The significance of Maryland Heights is further attested by the Union occupation of the mountain two days following the Battle of Antietam. By securing the heights on September 19, the Union, once again, occupied Harpers Ferry and to ensure the protection of the position, Maj. Gen. George B. McClellan ordered that extensive fortifications be constructed on Maryland Heights. Union engineers quickly surveyed the terrain, and during the fall of 1862, work commenced on the Stone Fort and the 30-pounder Battery, along with improvements at the Naval Battery. Ten months later, as General Lee threatened Harpers Ferry with his second invasion during the Gettysburg Campaign; construction hastened which resulted in the Interior Fort, the Exterior Fort, and the 100-pounder Battery. This latter battery boasted a 100-pounder Parrott Rifle that could hurl a 100-pound shell more than two miles and the tube of this cannon weighed nearly 10 tons.

The fortifications of Maryland Heights played a major role in the Confederacy's third and final invasion of the North. Confederate Maj. Gen. Jubal Early spent four days attempting to maneuver the Union out of the forts, but he failed. During the time Early spent worrying about Maryland Heights, the Union was able to send reinforcements to Washington, ultimately helping to save the United States capital. The Union army would occupy the forts of Maryland Heights until June 30, 1865. The final time the big cannon boomed was in memory of President Lincoln following his assassination.
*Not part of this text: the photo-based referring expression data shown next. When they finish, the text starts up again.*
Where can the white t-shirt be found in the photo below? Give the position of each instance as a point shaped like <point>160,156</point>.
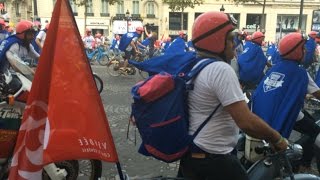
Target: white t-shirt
<point>312,88</point>
<point>216,83</point>
<point>129,48</point>
<point>42,37</point>
<point>88,41</point>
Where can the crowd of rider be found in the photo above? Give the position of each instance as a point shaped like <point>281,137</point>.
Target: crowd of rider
<point>280,84</point>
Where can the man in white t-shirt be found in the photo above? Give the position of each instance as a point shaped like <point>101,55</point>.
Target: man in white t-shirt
<point>41,37</point>
<point>88,40</point>
<point>210,156</point>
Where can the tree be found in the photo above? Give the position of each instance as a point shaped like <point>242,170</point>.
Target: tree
<point>262,20</point>
<point>181,5</point>
<point>85,4</point>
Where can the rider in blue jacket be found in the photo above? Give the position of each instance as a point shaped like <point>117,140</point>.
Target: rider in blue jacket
<point>280,95</point>
<point>252,61</point>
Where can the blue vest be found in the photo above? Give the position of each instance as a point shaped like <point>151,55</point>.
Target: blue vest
<point>280,96</point>
<point>4,47</point>
<point>177,46</point>
<point>309,53</point>
<point>251,63</point>
<point>126,40</point>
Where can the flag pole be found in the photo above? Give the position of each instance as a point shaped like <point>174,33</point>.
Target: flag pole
<point>120,171</point>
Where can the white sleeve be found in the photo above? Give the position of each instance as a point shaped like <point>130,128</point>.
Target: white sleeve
<point>225,84</point>
<point>312,86</point>
<point>40,35</point>
<point>32,53</point>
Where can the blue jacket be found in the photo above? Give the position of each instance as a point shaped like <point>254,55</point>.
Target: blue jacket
<point>4,47</point>
<point>126,40</point>
<point>309,53</point>
<point>280,96</point>
<point>252,63</point>
<point>35,45</point>
<point>177,46</point>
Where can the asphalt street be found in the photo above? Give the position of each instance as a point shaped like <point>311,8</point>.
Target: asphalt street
<point>117,100</point>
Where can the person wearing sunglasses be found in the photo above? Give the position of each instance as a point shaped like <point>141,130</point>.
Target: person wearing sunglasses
<point>280,95</point>
<point>211,154</point>
<point>15,49</point>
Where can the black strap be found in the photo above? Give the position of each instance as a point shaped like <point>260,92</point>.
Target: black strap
<point>205,122</point>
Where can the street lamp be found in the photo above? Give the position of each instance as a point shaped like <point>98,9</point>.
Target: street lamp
<point>128,18</point>
<point>222,8</point>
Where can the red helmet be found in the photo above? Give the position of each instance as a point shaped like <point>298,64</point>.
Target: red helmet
<point>88,30</point>
<point>47,26</point>
<point>212,27</point>
<point>248,38</point>
<point>37,23</point>
<point>291,46</point>
<point>98,35</point>
<point>257,37</point>
<point>24,26</point>
<point>139,29</point>
<point>313,34</point>
<point>182,33</point>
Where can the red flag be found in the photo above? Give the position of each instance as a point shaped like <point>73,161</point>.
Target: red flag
<point>64,118</point>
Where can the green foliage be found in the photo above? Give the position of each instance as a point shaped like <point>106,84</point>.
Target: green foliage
<point>180,5</point>
<point>83,2</point>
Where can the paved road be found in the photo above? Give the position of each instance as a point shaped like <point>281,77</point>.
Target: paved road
<point>117,100</point>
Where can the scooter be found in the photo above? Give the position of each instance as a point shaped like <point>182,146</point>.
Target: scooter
<point>12,103</point>
<point>277,165</point>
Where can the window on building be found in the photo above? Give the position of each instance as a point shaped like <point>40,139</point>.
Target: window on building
<point>253,22</point>
<point>73,6</point>
<point>120,7</point>
<point>175,21</point>
<point>196,15</point>
<point>104,6</point>
<point>135,7</point>
<point>89,6</point>
<point>17,7</point>
<point>150,8</point>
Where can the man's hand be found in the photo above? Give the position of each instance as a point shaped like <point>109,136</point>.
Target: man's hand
<point>281,145</point>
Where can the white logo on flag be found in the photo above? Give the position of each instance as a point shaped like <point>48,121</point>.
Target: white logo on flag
<point>274,81</point>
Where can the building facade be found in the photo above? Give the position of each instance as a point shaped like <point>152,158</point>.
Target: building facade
<point>15,10</point>
<point>281,16</point>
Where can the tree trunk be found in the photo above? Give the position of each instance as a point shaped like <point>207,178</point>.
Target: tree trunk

Though Maryland Heights was occupied by Union forces the most, Maryland Heights occupation was by Confederates. Col. Thomas Jonathan Jackson seized the mountain in May 1861. Recognizing the strategic value of the high ground, Jackson was sure he could not defend Harpers Ferry without holding Maryland Heights. Jackson's aggressiveness created major turmoil when he positioned his troops in neutral Maryland, a state that the Confederacy was trying to get to join their cause. Despite the political firestorm set off by Jackson, he refused to abandon the position. The Confederates left on their own volition on June 14, 1861, when the Confederates abandoned Harpers Ferry five weeks before the First Battle of Manassas (Bull Run).